In my own experience as a planning methods instructor for almost twenty years, academics tasked with teaching this material have a real challenge in finding the right book(s) for their classes. A good generalist’s planning textbook, Basic Methods of Policy Analysis and Planning’s major strength is its breadth, not its depth. For teachers and students looking for a textbook that covers very important ground on research design and fundamental planning methods, one will be well served by this book. As I noted earlier, I especially appreciate the authors’ commitment to underscoring the importance of politics in the realm of policy analysis. However, other books provide much greater detail on specific methods, such as Klosterman’s beloved, but dated, Community Analysis and Planning Techniques (Rowman and Littlefield, 1990), which provides an excellent overview of different forecasting and economic base analysis techniques. Similarly, Wang and vom Hofe’s very expensive Research Methods in Urban and Regional Planning (Springer 2007) offers a detailed look at demographic, economic, land use, and transportation methods. Perhaps the most apt comparison text is another book coauthored by Patton, with Bill Page at the University of Buffalo, Quick Answers to Quantitative Problems: A Pocket Primer (Academic Press, 1991), which offers brief, but useful, summaries of a number of core analytical methods. These books offer much more detail on specific methods than Basic Methods of Policy Analysis and Planning, but at the expense of material on research design, evaluation criteria, ethical challenges, and the politics of policy analysis.

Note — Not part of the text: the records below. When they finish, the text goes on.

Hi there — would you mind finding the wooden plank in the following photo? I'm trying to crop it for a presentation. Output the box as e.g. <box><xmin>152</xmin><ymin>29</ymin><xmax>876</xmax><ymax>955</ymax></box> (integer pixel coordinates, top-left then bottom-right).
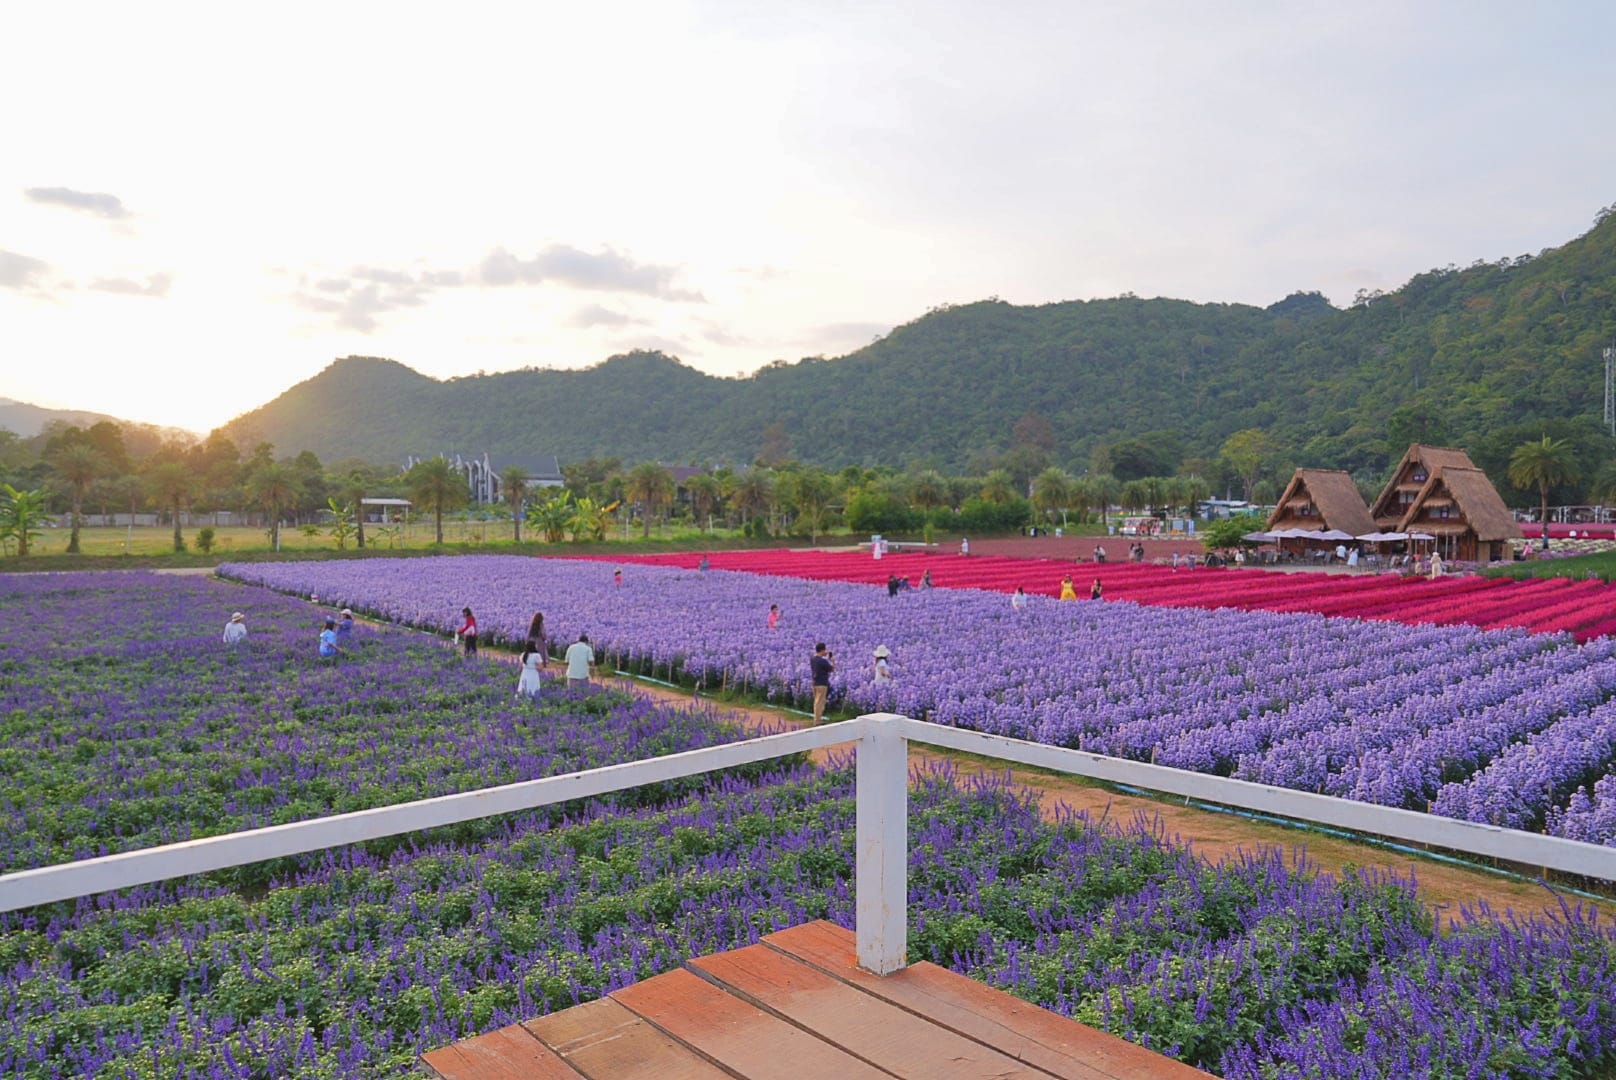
<box><xmin>525</xmin><ymin>997</ymin><xmax>732</xmax><ymax>1080</ymax></box>
<box><xmin>421</xmin><ymin>1023</ymin><xmax>585</xmax><ymax>1080</ymax></box>
<box><xmin>689</xmin><ymin>940</ymin><xmax>1056</xmax><ymax>1079</ymax></box>
<box><xmin>611</xmin><ymin>965</ymin><xmax>891</xmax><ymax>1080</ymax></box>
<box><xmin>764</xmin><ymin>922</ymin><xmax>1212</xmax><ymax>1080</ymax></box>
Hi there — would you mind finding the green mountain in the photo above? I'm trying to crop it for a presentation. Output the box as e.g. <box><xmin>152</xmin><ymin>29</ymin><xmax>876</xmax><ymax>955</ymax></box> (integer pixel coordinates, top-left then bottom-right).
<box><xmin>220</xmin><ymin>209</ymin><xmax>1616</xmax><ymax>478</ymax></box>
<box><xmin>0</xmin><ymin>399</ymin><xmax>132</xmax><ymax>439</ymax></box>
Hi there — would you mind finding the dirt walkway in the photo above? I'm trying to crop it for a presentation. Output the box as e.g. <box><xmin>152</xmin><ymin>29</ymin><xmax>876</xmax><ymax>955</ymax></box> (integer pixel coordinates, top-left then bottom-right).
<box><xmin>588</xmin><ymin>668</ymin><xmax>1611</xmax><ymax>923</ymax></box>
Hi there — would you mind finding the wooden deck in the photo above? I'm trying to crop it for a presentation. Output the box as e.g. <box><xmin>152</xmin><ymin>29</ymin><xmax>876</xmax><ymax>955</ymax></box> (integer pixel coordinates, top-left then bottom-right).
<box><xmin>422</xmin><ymin>921</ymin><xmax>1210</xmax><ymax>1080</ymax></box>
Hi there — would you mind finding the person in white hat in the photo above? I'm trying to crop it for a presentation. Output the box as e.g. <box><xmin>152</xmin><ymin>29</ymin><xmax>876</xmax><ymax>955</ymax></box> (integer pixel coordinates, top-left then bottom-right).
<box><xmin>223</xmin><ymin>612</ymin><xmax>247</xmax><ymax>644</ymax></box>
<box><xmin>872</xmin><ymin>645</ymin><xmax>893</xmax><ymax>683</ymax></box>
<box><xmin>335</xmin><ymin>608</ymin><xmax>356</xmax><ymax>642</ymax></box>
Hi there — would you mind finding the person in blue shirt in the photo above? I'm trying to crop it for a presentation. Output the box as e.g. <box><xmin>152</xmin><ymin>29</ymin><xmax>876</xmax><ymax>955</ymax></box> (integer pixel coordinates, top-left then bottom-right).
<box><xmin>319</xmin><ymin>619</ymin><xmax>339</xmax><ymax>658</ymax></box>
<box><xmin>335</xmin><ymin>608</ymin><xmax>355</xmax><ymax>642</ymax></box>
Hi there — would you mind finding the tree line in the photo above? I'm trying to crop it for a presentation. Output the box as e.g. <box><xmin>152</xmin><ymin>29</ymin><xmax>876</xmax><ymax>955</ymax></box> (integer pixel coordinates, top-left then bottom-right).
<box><xmin>0</xmin><ymin>414</ymin><xmax>1597</xmax><ymax>558</ymax></box>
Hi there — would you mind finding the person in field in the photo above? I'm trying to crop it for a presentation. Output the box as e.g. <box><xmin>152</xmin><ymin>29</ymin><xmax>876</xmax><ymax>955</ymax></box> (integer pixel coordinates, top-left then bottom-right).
<box><xmin>223</xmin><ymin>612</ymin><xmax>247</xmax><ymax>644</ymax></box>
<box><xmin>335</xmin><ymin>608</ymin><xmax>355</xmax><ymax>642</ymax></box>
<box><xmin>1091</xmin><ymin>577</ymin><xmax>1104</xmax><ymax>600</ymax></box>
<box><xmin>516</xmin><ymin>639</ymin><xmax>544</xmax><ymax>698</ymax></box>
<box><xmin>873</xmin><ymin>645</ymin><xmax>893</xmax><ymax>683</ymax></box>
<box><xmin>768</xmin><ymin>603</ymin><xmax>781</xmax><ymax>629</ymax></box>
<box><xmin>810</xmin><ymin>643</ymin><xmax>835</xmax><ymax>723</ymax></box>
<box><xmin>318</xmin><ymin>619</ymin><xmax>339</xmax><ymax>658</ymax></box>
<box><xmin>456</xmin><ymin>607</ymin><xmax>478</xmax><ymax>655</ymax></box>
<box><xmin>527</xmin><ymin>611</ymin><xmax>548</xmax><ymax>657</ymax></box>
<box><xmin>1059</xmin><ymin>576</ymin><xmax>1077</xmax><ymax>601</ymax></box>
<box><xmin>1012</xmin><ymin>586</ymin><xmax>1029</xmax><ymax>611</ymax></box>
<box><xmin>565</xmin><ymin>633</ymin><xmax>597</xmax><ymax>688</ymax></box>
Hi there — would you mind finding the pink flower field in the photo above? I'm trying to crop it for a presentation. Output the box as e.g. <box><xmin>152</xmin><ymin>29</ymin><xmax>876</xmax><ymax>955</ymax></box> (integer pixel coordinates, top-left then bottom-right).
<box><xmin>595</xmin><ymin>549</ymin><xmax>1616</xmax><ymax>640</ymax></box>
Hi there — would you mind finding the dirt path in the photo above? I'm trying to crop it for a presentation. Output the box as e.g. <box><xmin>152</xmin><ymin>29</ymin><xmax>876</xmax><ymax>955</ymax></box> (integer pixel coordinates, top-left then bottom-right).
<box><xmin>591</xmin><ymin>669</ymin><xmax>1611</xmax><ymax>923</ymax></box>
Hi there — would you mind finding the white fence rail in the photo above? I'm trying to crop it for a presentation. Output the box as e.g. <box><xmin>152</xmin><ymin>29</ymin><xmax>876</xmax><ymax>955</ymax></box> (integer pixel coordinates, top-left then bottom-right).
<box><xmin>3</xmin><ymin>714</ymin><xmax>1615</xmax><ymax>976</ymax></box>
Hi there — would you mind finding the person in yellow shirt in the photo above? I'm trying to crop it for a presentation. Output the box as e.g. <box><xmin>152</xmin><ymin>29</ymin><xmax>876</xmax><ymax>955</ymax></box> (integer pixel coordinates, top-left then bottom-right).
<box><xmin>1058</xmin><ymin>575</ymin><xmax>1077</xmax><ymax>601</ymax></box>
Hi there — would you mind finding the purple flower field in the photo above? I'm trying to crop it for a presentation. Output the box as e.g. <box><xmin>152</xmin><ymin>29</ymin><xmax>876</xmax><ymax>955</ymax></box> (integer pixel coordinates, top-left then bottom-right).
<box><xmin>222</xmin><ymin>556</ymin><xmax>1616</xmax><ymax>845</ymax></box>
<box><xmin>3</xmin><ymin>571</ymin><xmax>1616</xmax><ymax>1078</ymax></box>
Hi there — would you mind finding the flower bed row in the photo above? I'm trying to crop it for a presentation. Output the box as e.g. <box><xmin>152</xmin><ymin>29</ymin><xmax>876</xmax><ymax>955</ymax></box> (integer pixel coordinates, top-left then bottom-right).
<box><xmin>0</xmin><ymin>572</ymin><xmax>765</xmax><ymax>875</ymax></box>
<box><xmin>7</xmin><ymin>571</ymin><xmax>1615</xmax><ymax>1078</ymax></box>
<box><xmin>221</xmin><ymin>557</ymin><xmax>1616</xmax><ymax>845</ymax></box>
<box><xmin>597</xmin><ymin>549</ymin><xmax>1616</xmax><ymax>639</ymax></box>
<box><xmin>6</xmin><ymin>755</ymin><xmax>1614</xmax><ymax>1080</ymax></box>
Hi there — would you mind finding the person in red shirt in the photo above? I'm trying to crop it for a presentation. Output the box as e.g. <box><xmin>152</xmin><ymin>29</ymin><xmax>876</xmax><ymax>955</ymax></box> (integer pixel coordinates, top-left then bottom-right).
<box><xmin>456</xmin><ymin>607</ymin><xmax>478</xmax><ymax>655</ymax></box>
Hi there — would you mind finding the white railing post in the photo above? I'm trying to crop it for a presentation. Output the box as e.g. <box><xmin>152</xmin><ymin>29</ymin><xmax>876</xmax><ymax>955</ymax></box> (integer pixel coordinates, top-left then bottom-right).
<box><xmin>855</xmin><ymin>713</ymin><xmax>908</xmax><ymax>974</ymax></box>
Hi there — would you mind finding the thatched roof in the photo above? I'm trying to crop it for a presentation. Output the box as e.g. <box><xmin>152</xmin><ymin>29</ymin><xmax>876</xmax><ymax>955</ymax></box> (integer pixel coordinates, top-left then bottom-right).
<box><xmin>1267</xmin><ymin>468</ymin><xmax>1377</xmax><ymax>536</ymax></box>
<box><xmin>1370</xmin><ymin>443</ymin><xmax>1480</xmax><ymax>524</ymax></box>
<box><xmin>1398</xmin><ymin>466</ymin><xmax>1523</xmax><ymax>542</ymax></box>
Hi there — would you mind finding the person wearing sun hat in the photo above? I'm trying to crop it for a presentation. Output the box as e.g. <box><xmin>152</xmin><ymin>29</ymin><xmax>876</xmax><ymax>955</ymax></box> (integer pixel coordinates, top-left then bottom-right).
<box><xmin>873</xmin><ymin>645</ymin><xmax>893</xmax><ymax>683</ymax></box>
<box><xmin>222</xmin><ymin>611</ymin><xmax>247</xmax><ymax>644</ymax></box>
<box><xmin>335</xmin><ymin>608</ymin><xmax>355</xmax><ymax>642</ymax></box>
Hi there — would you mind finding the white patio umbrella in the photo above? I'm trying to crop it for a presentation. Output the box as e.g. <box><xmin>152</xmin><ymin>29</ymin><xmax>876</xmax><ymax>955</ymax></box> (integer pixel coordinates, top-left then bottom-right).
<box><xmin>1356</xmin><ymin>531</ymin><xmax>1407</xmax><ymax>542</ymax></box>
<box><xmin>1317</xmin><ymin>529</ymin><xmax>1357</xmax><ymax>541</ymax></box>
<box><xmin>1408</xmin><ymin>531</ymin><xmax>1436</xmax><ymax>541</ymax></box>
<box><xmin>1241</xmin><ymin>531</ymin><xmax>1275</xmax><ymax>542</ymax></box>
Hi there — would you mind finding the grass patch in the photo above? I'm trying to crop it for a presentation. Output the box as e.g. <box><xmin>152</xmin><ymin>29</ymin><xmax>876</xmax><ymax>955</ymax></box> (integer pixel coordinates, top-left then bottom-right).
<box><xmin>1482</xmin><ymin>550</ymin><xmax>1616</xmax><ymax>582</ymax></box>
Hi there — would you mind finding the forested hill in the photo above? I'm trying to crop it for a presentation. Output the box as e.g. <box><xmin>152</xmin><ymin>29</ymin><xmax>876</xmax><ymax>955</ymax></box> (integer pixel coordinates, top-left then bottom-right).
<box><xmin>220</xmin><ymin>208</ymin><xmax>1616</xmax><ymax>477</ymax></box>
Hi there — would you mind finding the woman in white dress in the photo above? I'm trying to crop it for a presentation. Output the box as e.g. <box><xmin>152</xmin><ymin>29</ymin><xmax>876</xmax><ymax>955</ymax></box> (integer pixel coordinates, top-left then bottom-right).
<box><xmin>516</xmin><ymin>640</ymin><xmax>544</xmax><ymax>698</ymax></box>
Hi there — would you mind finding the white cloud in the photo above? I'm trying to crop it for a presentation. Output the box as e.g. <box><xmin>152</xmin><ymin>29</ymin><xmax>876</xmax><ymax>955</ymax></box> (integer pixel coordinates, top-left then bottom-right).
<box><xmin>24</xmin><ymin>186</ymin><xmax>130</xmax><ymax>220</ymax></box>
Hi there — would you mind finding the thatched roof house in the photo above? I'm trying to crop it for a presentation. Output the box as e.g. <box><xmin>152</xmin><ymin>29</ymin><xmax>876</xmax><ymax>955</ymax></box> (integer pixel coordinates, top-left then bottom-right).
<box><xmin>1370</xmin><ymin>444</ymin><xmax>1480</xmax><ymax>529</ymax></box>
<box><xmin>1399</xmin><ymin>466</ymin><xmax>1523</xmax><ymax>562</ymax></box>
<box><xmin>1267</xmin><ymin>468</ymin><xmax>1377</xmax><ymax>537</ymax></box>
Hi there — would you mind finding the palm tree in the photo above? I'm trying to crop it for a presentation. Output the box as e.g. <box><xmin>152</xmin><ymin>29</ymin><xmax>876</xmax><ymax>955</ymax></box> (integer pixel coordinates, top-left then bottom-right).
<box><xmin>979</xmin><ymin>469</ymin><xmax>1017</xmax><ymax>505</ymax></box>
<box><xmin>331</xmin><ymin>470</ymin><xmax>370</xmax><ymax>549</ymax></box>
<box><xmin>0</xmin><ymin>484</ymin><xmax>49</xmax><ymax>557</ymax></box>
<box><xmin>48</xmin><ymin>443</ymin><xmax>108</xmax><ymax>554</ymax></box>
<box><xmin>405</xmin><ymin>457</ymin><xmax>469</xmax><ymax>544</ymax></box>
<box><xmin>730</xmin><ymin>469</ymin><xmax>775</xmax><ymax>529</ymax></box>
<box><xmin>1031</xmin><ymin>467</ymin><xmax>1074</xmax><ymax>527</ymax></box>
<box><xmin>624</xmin><ymin>462</ymin><xmax>676</xmax><ymax>538</ymax></box>
<box><xmin>909</xmin><ymin>470</ymin><xmax>950</xmax><ymax>515</ymax></box>
<box><xmin>501</xmin><ymin>465</ymin><xmax>531</xmax><ymax>544</ymax></box>
<box><xmin>1120</xmin><ymin>479</ymin><xmax>1150</xmax><ymax>514</ymax></box>
<box><xmin>684</xmin><ymin>474</ymin><xmax>722</xmax><ymax>532</ymax></box>
<box><xmin>245</xmin><ymin>463</ymin><xmax>304</xmax><ymax>550</ymax></box>
<box><xmin>784</xmin><ymin>468</ymin><xmax>836</xmax><ymax>544</ymax></box>
<box><xmin>1089</xmin><ymin>473</ymin><xmax>1121</xmax><ymax>528</ymax></box>
<box><xmin>144</xmin><ymin>462</ymin><xmax>194</xmax><ymax>552</ymax></box>
<box><xmin>1508</xmin><ymin>435</ymin><xmax>1579</xmax><ymax>544</ymax></box>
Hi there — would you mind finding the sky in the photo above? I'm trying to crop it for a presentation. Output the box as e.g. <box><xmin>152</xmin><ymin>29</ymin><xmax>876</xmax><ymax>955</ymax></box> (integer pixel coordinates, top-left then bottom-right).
<box><xmin>4</xmin><ymin>1</ymin><xmax>1616</xmax><ymax>434</ymax></box>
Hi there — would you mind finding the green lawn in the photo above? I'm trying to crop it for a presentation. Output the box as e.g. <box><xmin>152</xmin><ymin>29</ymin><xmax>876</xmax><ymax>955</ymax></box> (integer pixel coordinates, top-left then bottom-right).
<box><xmin>2</xmin><ymin>523</ymin><xmax>856</xmax><ymax>572</ymax></box>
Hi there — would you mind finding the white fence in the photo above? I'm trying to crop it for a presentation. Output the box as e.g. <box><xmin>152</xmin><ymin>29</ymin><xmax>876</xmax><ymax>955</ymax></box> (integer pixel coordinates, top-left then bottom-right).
<box><xmin>3</xmin><ymin>714</ymin><xmax>1615</xmax><ymax>975</ymax></box>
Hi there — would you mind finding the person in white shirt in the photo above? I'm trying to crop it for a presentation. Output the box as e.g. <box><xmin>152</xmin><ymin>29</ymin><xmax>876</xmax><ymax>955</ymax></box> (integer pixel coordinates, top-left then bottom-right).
<box><xmin>1011</xmin><ymin>586</ymin><xmax>1029</xmax><ymax>611</ymax></box>
<box><xmin>565</xmin><ymin>633</ymin><xmax>597</xmax><ymax>688</ymax></box>
<box><xmin>222</xmin><ymin>612</ymin><xmax>247</xmax><ymax>644</ymax></box>
<box><xmin>873</xmin><ymin>645</ymin><xmax>893</xmax><ymax>683</ymax></box>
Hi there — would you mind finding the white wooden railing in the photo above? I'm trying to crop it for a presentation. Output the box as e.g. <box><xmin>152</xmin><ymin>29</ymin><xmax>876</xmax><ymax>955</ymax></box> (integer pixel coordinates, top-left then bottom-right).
<box><xmin>4</xmin><ymin>713</ymin><xmax>1615</xmax><ymax>975</ymax></box>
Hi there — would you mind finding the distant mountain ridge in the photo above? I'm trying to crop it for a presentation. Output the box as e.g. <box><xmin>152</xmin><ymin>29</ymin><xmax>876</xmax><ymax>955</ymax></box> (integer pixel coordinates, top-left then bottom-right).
<box><xmin>0</xmin><ymin>398</ymin><xmax>195</xmax><ymax>441</ymax></box>
<box><xmin>219</xmin><ymin>210</ymin><xmax>1616</xmax><ymax>478</ymax></box>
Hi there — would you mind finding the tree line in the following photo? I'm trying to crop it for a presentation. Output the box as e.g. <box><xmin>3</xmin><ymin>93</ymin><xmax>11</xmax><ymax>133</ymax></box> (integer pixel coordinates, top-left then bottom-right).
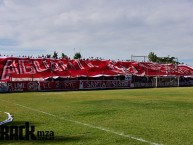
<box><xmin>45</xmin><ymin>51</ymin><xmax>81</xmax><ymax>59</ymax></box>
<box><xmin>148</xmin><ymin>52</ymin><xmax>178</xmax><ymax>64</ymax></box>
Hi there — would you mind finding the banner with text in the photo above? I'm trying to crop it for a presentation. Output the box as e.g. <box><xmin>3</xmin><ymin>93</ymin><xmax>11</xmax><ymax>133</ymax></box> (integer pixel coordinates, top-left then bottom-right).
<box><xmin>39</xmin><ymin>81</ymin><xmax>80</xmax><ymax>91</ymax></box>
<box><xmin>0</xmin><ymin>82</ymin><xmax>8</xmax><ymax>92</ymax></box>
<box><xmin>7</xmin><ymin>81</ymin><xmax>39</xmax><ymax>92</ymax></box>
<box><xmin>80</xmin><ymin>80</ymin><xmax>131</xmax><ymax>89</ymax></box>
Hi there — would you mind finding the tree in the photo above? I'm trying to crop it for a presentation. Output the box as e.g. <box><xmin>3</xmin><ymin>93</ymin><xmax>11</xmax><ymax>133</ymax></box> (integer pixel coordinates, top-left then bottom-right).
<box><xmin>169</xmin><ymin>57</ymin><xmax>176</xmax><ymax>64</ymax></box>
<box><xmin>148</xmin><ymin>52</ymin><xmax>177</xmax><ymax>64</ymax></box>
<box><xmin>61</xmin><ymin>53</ymin><xmax>68</xmax><ymax>59</ymax></box>
<box><xmin>46</xmin><ymin>54</ymin><xmax>51</xmax><ymax>58</ymax></box>
<box><xmin>74</xmin><ymin>52</ymin><xmax>82</xmax><ymax>59</ymax></box>
<box><xmin>53</xmin><ymin>51</ymin><xmax>58</xmax><ymax>59</ymax></box>
<box><xmin>148</xmin><ymin>52</ymin><xmax>157</xmax><ymax>62</ymax></box>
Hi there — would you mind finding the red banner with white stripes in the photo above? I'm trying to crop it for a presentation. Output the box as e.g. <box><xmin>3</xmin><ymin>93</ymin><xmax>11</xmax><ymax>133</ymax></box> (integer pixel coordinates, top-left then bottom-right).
<box><xmin>1</xmin><ymin>57</ymin><xmax>193</xmax><ymax>81</ymax></box>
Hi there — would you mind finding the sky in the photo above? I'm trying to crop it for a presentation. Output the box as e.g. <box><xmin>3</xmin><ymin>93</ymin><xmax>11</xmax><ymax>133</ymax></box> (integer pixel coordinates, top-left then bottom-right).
<box><xmin>0</xmin><ymin>0</ymin><xmax>193</xmax><ymax>66</ymax></box>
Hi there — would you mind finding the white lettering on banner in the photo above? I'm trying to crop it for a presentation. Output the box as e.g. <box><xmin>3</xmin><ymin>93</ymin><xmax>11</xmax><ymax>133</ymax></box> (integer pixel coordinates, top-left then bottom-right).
<box><xmin>83</xmin><ymin>81</ymin><xmax>130</xmax><ymax>89</ymax></box>
<box><xmin>18</xmin><ymin>60</ymin><xmax>23</xmax><ymax>74</ymax></box>
<box><xmin>1</xmin><ymin>60</ymin><xmax>19</xmax><ymax>80</ymax></box>
<box><xmin>2</xmin><ymin>60</ymin><xmax>50</xmax><ymax>80</ymax></box>
<box><xmin>134</xmin><ymin>83</ymin><xmax>152</xmax><ymax>88</ymax></box>
<box><xmin>6</xmin><ymin>81</ymin><xmax>39</xmax><ymax>92</ymax></box>
<box><xmin>19</xmin><ymin>60</ymin><xmax>36</xmax><ymax>74</ymax></box>
<box><xmin>39</xmin><ymin>81</ymin><xmax>80</xmax><ymax>91</ymax></box>
<box><xmin>68</xmin><ymin>62</ymin><xmax>76</xmax><ymax>70</ymax></box>
<box><xmin>55</xmin><ymin>81</ymin><xmax>60</xmax><ymax>88</ymax></box>
<box><xmin>43</xmin><ymin>60</ymin><xmax>50</xmax><ymax>69</ymax></box>
<box><xmin>50</xmin><ymin>61</ymin><xmax>63</xmax><ymax>71</ymax></box>
<box><xmin>0</xmin><ymin>83</ymin><xmax>8</xmax><ymax>92</ymax></box>
<box><xmin>27</xmin><ymin>82</ymin><xmax>39</xmax><ymax>91</ymax></box>
<box><xmin>108</xmin><ymin>64</ymin><xmax>115</xmax><ymax>70</ymax></box>
<box><xmin>12</xmin><ymin>60</ymin><xmax>20</xmax><ymax>74</ymax></box>
<box><xmin>58</xmin><ymin>61</ymin><xmax>68</xmax><ymax>71</ymax></box>
<box><xmin>42</xmin><ymin>82</ymin><xmax>51</xmax><ymax>89</ymax></box>
<box><xmin>65</xmin><ymin>82</ymin><xmax>74</xmax><ymax>88</ymax></box>
<box><xmin>1</xmin><ymin>58</ymin><xmax>193</xmax><ymax>81</ymax></box>
<box><xmin>33</xmin><ymin>61</ymin><xmax>48</xmax><ymax>72</ymax></box>
<box><xmin>85</xmin><ymin>62</ymin><xmax>95</xmax><ymax>68</ymax></box>
<box><xmin>7</xmin><ymin>82</ymin><xmax>25</xmax><ymax>91</ymax></box>
<box><xmin>75</xmin><ymin>60</ymin><xmax>84</xmax><ymax>70</ymax></box>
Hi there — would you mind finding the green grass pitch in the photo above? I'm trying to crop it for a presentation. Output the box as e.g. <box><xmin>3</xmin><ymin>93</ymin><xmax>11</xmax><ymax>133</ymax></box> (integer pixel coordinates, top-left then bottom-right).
<box><xmin>0</xmin><ymin>87</ymin><xmax>193</xmax><ymax>145</ymax></box>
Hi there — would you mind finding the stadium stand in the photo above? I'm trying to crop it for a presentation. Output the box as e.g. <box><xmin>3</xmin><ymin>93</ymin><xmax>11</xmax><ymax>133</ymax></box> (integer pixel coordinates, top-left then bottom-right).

For more than two decades, Basic Methods of Policy Analysis and Planning has stood as a classic planning and policy analysis text, one used to educate thousands of students in planning, public administration, and other policy fields. The book’s reputation as a useful, if dry, textbook on the topic of policy analysis is well earned. The book sits in an easily accessible spot on my bookshelf, and it would represent a wise investment for any young policy analyst’s library. My hope is that the fourth edition gets published sooner than the twenty years between the second and third editions and that the next update brings visual flair, greater connections to current planning issues, updated and more compelling cases, and even more politics into the discussion. If these things occur, then Basic Methods of Policy Analysis and Planning might be just the policy analysis textbook we’ve all been looking for.